I believe that the warning is produced because the formula states twice to use x as a predictor — once as part of the interaction, and once as part of the polynomial term.

I am aware that the warning() does not necessarily imply that this is problematic. But, is it in this case?

Also, I am curious about whether there is a clean way to write the formula where I can achieve what I was looking for (including quadratic terms, but not as part of the interaction). Thanks!

Best Answer

The reason why you get this warning is indeed because the term factor * x expands to factor + x + factor:x, and poly(x, 2) is equivalent (but not the same because it uses orthogonal polynomials) with x + I(x^2). Hence, you have two times the linear term for x. As a solution, you could try specifying the following formula y ~ factor + poly(x, 2) + factor:x.

With that being said, it is not very logical to only use the interaction with the linear term.
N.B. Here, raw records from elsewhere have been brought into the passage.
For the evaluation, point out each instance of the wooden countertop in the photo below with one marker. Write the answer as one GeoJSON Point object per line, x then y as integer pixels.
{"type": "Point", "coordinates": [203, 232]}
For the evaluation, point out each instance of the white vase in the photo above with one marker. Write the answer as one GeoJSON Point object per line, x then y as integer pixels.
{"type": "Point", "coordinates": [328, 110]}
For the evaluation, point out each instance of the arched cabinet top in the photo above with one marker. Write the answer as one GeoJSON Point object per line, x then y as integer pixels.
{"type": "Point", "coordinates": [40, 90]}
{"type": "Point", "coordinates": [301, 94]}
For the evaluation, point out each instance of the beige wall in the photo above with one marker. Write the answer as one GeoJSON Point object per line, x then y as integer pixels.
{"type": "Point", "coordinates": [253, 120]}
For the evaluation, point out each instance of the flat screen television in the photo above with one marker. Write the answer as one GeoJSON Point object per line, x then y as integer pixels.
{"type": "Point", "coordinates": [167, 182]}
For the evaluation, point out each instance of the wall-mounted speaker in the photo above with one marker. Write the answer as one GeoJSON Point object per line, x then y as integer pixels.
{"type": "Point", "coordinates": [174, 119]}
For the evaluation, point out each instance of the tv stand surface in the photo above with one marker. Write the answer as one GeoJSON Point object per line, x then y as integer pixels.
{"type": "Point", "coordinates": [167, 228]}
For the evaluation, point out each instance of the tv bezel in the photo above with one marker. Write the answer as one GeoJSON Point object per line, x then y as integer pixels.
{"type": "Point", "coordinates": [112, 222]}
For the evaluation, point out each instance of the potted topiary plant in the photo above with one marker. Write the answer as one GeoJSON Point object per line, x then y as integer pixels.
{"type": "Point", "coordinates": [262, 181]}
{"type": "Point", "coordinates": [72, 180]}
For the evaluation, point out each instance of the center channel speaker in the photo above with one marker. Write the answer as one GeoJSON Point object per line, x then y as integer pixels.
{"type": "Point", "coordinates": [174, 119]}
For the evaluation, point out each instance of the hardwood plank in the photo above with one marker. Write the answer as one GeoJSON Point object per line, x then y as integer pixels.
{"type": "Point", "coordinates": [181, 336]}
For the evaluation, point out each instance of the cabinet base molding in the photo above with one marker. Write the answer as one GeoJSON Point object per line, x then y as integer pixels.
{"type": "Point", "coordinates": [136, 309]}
For example, say that factor is sex with levels male and female. Then you postulate that for males and females the quadratic effect is the same but the linear effect is different. This is a quite strong assumption for which you should have some prior indication that it holds.

As suggested in one of the comments, it would be better to work with splines instead of polynomials. These are more stable numerically and they can also quite easily be used in R. For example, if you load the splines package, you can use specify the formula as y ~ factor * ns(x, 2). This will assume a restricted cubic spline for x with one internal knot.